Today’s top tip from our 52 top tips for employers is from the jack of hearts. And it’s all about bullying and harassment. 

Employers are obliged to protect staff from bullying and harassment. Generally, this is in terms of discrimination, but it may include anything from their favourite football team, what a person wears, their hobbies or their mannerisms. Employers are obliged to ensure that the working environment is mentally safe for everyone, and therefore, free from both bullying and harassment. Prevention is better than cure. Employers can be held vicariously liable if they don’t put in place the proper steps to ensure that the workplace, in which they employ people, is both healthy and safe from bullying and harassment for all staff and for suppliers who are coming into that environment. 

Now, bullying and harassment is often quite hard to define, and people can feel bullied or harassed which is their perception. Whereas everybody else may say, “Well, it’s just banter.” And banter’s become a really popular term that’s thrown around an office environment. It very much depends on the way in which that individual perceives that. And it’s really important that when employers are talking to their staff, that they don’t allow anything that could be perceived as bullying or harassment. 
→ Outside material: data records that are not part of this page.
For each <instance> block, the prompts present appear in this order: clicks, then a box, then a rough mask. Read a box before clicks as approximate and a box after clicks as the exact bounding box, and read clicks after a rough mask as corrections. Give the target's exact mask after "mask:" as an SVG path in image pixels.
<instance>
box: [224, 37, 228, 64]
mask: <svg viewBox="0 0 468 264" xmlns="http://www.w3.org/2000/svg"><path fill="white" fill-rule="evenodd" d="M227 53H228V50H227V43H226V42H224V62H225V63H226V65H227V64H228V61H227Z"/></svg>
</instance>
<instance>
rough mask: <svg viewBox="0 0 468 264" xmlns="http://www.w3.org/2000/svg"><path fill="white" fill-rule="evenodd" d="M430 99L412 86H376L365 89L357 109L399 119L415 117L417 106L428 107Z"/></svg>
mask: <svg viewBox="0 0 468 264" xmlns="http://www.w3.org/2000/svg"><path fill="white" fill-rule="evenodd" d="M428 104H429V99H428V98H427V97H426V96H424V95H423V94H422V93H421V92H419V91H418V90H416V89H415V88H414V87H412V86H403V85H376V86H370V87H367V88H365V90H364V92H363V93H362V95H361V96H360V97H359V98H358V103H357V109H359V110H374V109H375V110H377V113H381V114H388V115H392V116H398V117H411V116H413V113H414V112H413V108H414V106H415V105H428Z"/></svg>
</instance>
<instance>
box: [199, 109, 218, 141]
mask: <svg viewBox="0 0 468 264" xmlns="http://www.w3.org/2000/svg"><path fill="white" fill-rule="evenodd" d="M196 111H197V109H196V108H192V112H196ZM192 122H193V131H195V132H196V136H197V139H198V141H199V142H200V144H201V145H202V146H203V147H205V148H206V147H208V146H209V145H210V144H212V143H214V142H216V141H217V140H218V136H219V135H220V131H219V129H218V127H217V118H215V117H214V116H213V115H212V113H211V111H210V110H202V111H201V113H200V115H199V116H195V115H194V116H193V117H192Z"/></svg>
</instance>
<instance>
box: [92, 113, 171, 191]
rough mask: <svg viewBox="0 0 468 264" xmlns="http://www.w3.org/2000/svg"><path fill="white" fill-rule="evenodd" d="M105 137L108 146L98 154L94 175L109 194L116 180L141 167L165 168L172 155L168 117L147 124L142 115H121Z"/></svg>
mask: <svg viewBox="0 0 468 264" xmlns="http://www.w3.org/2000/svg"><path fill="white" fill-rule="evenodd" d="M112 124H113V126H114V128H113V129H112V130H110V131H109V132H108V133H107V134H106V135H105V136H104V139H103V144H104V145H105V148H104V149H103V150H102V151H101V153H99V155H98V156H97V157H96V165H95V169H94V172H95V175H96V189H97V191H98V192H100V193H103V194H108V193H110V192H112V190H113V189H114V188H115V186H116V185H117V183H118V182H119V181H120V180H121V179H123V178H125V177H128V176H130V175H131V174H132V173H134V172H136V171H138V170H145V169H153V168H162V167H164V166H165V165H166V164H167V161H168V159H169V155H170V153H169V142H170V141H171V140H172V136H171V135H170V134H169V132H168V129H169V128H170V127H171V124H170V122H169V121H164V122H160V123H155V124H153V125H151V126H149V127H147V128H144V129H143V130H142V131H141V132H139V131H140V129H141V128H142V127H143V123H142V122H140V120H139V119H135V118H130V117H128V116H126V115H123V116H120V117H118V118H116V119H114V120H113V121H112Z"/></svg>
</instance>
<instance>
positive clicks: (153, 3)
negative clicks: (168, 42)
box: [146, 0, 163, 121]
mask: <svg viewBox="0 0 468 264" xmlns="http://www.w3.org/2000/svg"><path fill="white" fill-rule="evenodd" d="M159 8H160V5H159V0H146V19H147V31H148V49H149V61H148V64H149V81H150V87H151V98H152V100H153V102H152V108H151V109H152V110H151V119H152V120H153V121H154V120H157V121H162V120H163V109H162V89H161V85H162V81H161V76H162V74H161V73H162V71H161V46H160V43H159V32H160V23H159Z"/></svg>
Now this is huge, huge, huge in the news at the moment. Certainly in terms of harassment of women in various workplace environments. And employers are going to be put under the spotlight more and more. What used to be tolerated, what used to be seen as normal in the workplace, is no longer acceptable. And the quicker that employers deal with this and actually train their staff so that their staff know what is acceptable and what isn’t acceptable, the quicker the employers put that into place, the better for them. 

One of the questions that I sometimes use with our clients is, “Would you speak to your grandmother like that? Would you allow a member of staff to speak to your grandmother or your grandfather using that language, or in that way?” And if the answer is no, it probably means that it’s not acceptable for a modern-day workplace.